If you want to use a real SQL Server or Azure SQL Database, you just need to change the connection string in the app.
When you run the app, it opens the webpage with a search box says "Type a product." You can type for any product, i.e. "bottle." Then a list of products related to keyword "bottle" will show in autocomplete suggestions. Once you select any product, then the sales forecast of that product will be shown as below.
Here's a sample screenshot of the web app and one of the forecast predictions:
Learn how to set up the sample's environment in Visual Studio along with further explanations on the code:
-
Setting up eShopDashboard in Visual Studio and running the web app
-
Create and Train your ML models
- This step is optional as the web app is already configured to use a pre-trained model. But you can create your own trained model and swap the pre-trained model with your own.
This problem is centered around product forecasting based on previous sales.
To solve this problem, two independent ML models are built that take the following datasets as input:
Data Set | Columns |
---|---|
products stats | next, productId, year, month, units, avg, count, max, min, prev |
Explanation of Dataset - Goto this link for detailed information on dataset.
The sample shows two different ML tasks and algorithms that can be used for forecasting:
- Regression using FastTreeTweedie Regression
- Time Series using Single Spectrum Analysis (SSA)
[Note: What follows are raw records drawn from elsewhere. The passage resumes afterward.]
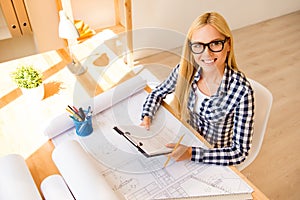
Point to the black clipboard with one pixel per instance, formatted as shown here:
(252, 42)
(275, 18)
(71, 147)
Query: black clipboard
(139, 145)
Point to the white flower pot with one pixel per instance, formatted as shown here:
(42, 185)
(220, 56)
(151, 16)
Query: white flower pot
(35, 94)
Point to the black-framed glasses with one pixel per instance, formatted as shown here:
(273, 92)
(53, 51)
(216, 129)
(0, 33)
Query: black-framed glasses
(213, 46)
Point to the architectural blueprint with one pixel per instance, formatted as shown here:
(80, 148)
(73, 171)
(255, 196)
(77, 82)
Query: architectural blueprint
(137, 177)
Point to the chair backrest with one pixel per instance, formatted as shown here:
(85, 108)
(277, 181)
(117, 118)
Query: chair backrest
(263, 102)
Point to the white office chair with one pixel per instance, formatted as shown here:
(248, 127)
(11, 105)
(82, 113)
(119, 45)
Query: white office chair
(263, 103)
Regression is a supervised machine learning task that is used to predict the value of the next period (in this case, the sales prediction) from a set of related features/variables. Regression works best with linear data.
Time Series is an estimation technique that can be used to forecast multiple periods in the future. Time Series works well in scenarios that involve non-linear data where trends are difficult to distinguish. This is because the SSA algorithm, which is used by Time Series, performs calculations to automatically identify seasonal/periodic patterns while filtering out meaningless noise in the data. With a Time Series model, it's important to regularly update the state of the model with new observed data points to ensure the accuracy as new predictions are performed. For this reason, a Time Series model is stateful.
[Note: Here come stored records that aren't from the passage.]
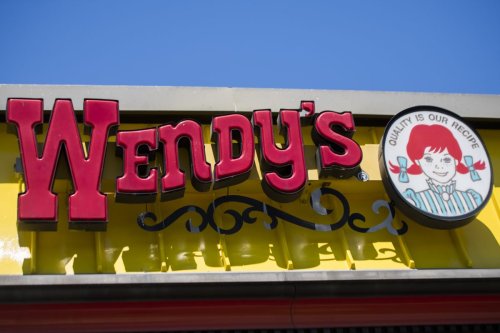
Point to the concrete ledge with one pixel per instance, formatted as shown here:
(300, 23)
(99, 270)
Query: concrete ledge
(205, 99)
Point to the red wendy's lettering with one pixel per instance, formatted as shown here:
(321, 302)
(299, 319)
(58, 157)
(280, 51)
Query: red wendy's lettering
(131, 182)
(289, 183)
(284, 169)
(38, 203)
(174, 179)
(232, 168)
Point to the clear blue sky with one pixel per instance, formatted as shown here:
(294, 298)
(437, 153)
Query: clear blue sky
(393, 45)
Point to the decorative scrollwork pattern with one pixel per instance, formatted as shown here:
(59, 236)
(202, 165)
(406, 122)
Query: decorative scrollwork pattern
(272, 216)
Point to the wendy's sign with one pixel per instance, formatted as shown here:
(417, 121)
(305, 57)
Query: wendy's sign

To solve this problem, first we will build the ML models by training each model on existing data. Next, we will evaluate how good it is. Finally, we will consume the model to predict sales.
Note that the Regression sample implements a model to forecast linear data. Specifically, the model predicts the product's demand forecast for the next period (month).
The Time Series sample currently implements the product's demand forecast for the next two periods (months). The Time Series sample uses the same products as in the Regression sample so that you can compare the forecasts from the two algorithms.
When learning/researching the samples, you can focus choose to focus specifically on regression or time series.
Both the Regression and Time Series samples start by loading data using TextLoader. To use TextLoader, we must specify the type of the class that represents the data schema. Our class type is ProductData.
public class ProductData
{
// The index of column in LoadColumn(int index) should be matched with the position of columns in the underlying data file.
// The next column is used by the Regression algorithm as the Label (e.g. the value that is being predicted by the Regression model).
[LoadColumn(0)]
public float next;
[LoadColumn(1)]
public string productId;
[LoadColumn(2)]
public float year;
[LoadColumn(3)]
public float month;
[LoadColumn(4)]
public float units;
[LoadColumn(5)]
public float avg;
[LoadColumn(6)]
public float count;
[LoadColumn(7)]
public float max;
[LoadColumn(8)]
public float min;
[LoadColumn(9)]
public float prev;
}
Load the dataset into the DataView.
var trainingDataView = mlContext.Data.LoadFromTextFile<ProductData>(dataPath, hasHeader: true, separatorChar:',');
In the following steps, we will build the pipeline transformations, specify which trainer/algorithm to use, evaluate the models, and test their predictions. This is where the steps start to differ between the Regression and Time Series samples - the remainder of this walkthrough looks at each of these algorithms separately.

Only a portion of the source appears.